Frequently Asked Questions
- What is an antimicrobial drug?
- What are antibiotics used for?
- How does antibiotic use in animals affect humans?
- What is Antimicrobial Resistance (AMR)?
- How does the emergence of AMR in animals affect human health?
- Are the antimicrobials used in animals the same ones used in people?
- Is antimicrobial use in farm animals responsible for the spread of resistant bacteria?
- What are food producers doing to prevent antimicrobial resistance?
- What procedures does a producer need to follow when using antimicrobial products?
- What is the withdrawal time for antimicrobials?
- Where can I get further information on AMR?
An antimicrobial is a drug that kills microorganisms or stops their growth. Antimicrobial medicines can be grouped according to the microorganisms they act primarily against. For example, antibiotics are used against bacteria and antifungals are used against fungi.
Antibiotics are medicines useful for controlling and preventing infectious disease in livestock. Proper use can keep animals healthy, control the spread of diseases between herds, and prevent the spread of diseases from animals to humans.
Research has provided strong evidence that antibiotic use in food animals can lead to resistant infections in humans. Resistant bacteria in food can cause infections in humans.
Antimicrobial resistance (AMR) is where the medicines (e.g. antibiotics) used to treat diseases caused by specific micro-organisms (e.g. bacteria) are no longer effective.
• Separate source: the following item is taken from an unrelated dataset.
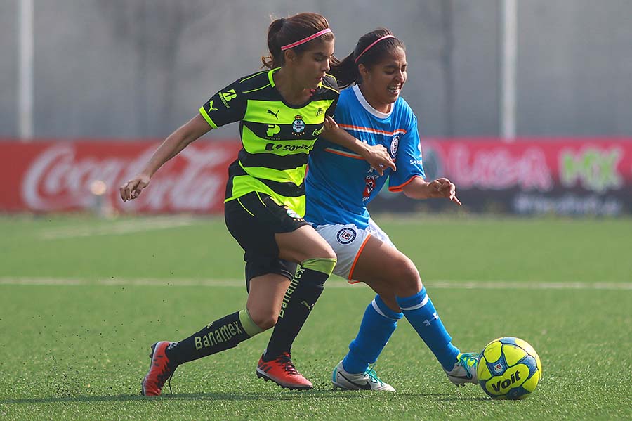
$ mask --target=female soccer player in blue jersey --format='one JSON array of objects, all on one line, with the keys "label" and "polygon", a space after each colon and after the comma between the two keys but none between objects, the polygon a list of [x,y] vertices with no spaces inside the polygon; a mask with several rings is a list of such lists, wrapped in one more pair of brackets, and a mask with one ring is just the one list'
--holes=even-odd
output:
[{"label": "female soccer player in blue jersey", "polygon": [[[275,324],[274,346],[262,356],[258,375],[285,387],[312,387],[289,350],[336,264],[331,247],[303,219],[308,156],[338,98],[335,79],[326,74],[334,34],[324,17],[300,13],[272,22],[268,46],[270,57],[262,60],[269,70],[211,96],[120,188],[124,201],[136,199],[187,145],[211,129],[240,122],[243,148],[229,168],[225,217],[245,251],[246,308],[181,341],[154,344],[144,395],[159,395],[180,364],[236,346]],[[371,160],[371,151],[357,150]]]},{"label": "female soccer player in blue jersey", "polygon": [[424,180],[417,119],[400,96],[407,77],[404,45],[388,30],[376,30],[360,38],[353,53],[332,66],[331,74],[341,87],[356,84],[341,92],[336,122],[369,145],[383,145],[395,164],[380,175],[360,155],[324,139],[310,156],[305,219],[336,252],[334,273],[377,292],[348,354],[334,370],[334,385],[394,390],[369,367],[404,316],[453,383],[475,383],[476,354],[461,353],[452,344],[414,264],[367,210],[387,178],[391,191],[461,205],[449,180]]}]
Antibiotic resistance does not mean the body is becoming resistant to antibiotics; it is that bacteria have become resistant to the antibiotics designed to kill them.
The emergence of AMR in livestock has been shown to affect human health through the following mechanisms:
- Contamination of meat, milk, and egg animal products;
- Direct contact with animals
- Contamination of the environment, for example, through spreading animal manure on fields as fertilizer and pollution of water; and through providing a ‘reservoir’ of resistance genes.
Antimicrobials and antibiotics are grouped in “classes” based upon their mechanism of action (how they affect the bacteria, viruses and fungi). There are only a few classes that are specific to either human medicine or veterinary medicine. In fact, the vast majority of antibiotic classes are used in both humans and animals, so there really is no such thing as “human drugs used in animals.”
Many antimicrobials used in human medicine are not approved for use in animals or are, quite simply, too expensive to use in animals. When antimicrobials are needed for an animal, veterinarians base their choices on many factors, including:
- the type of infection;
- the organism causing the infection and its susceptibility (either likely susceptibility based on prior experience and knowledge, or susceptibility based on the results of laboratory testing) to the antimicrobial;
- the method by which the antimicrobial is given (whether it’s given orally or by injection, for example) and how that will be tolerated, as well as whether or not it should be given to the animal that way;
- whether or not it is approved for use in that animal species;
- the risk of side effects;
The use of antimicrobial drugs in agriculture is a contributing factor in the emergence of resistant pathogenic bacteria. However, there are other significant factors, such as the overuse and inappropriate use of antibiotics in human medicine.
Keeping animals healthy is the main goal – after all, sick animals aren’t allowed to enter our food chain – and healthy animals are less likely to become infected and are more likely to successfully fight off infection if they’re exposed to an infectious organism e.g a pathogen. The use of vaccines, parasite treatments, good nutrition and good management and husbandry to reduce stress and minimize the risk of disease are all necessary strategies. It is also reasonable to expect producers to use antimicrobials prudently.
When producers use antimicrobials and other medications, they are required to follow the label directions, which include the withdrawal times for the medications.
The withdrawal period is the amount of time (days, weeks or months) after the last treatment (or dose) has been given that the animal’s milk must be discarded or the amount of time before it can be slaughtered. The withdrawal times are based on how the body processes the medications, and observing them ensures that there are no drug residues in the milk or meat.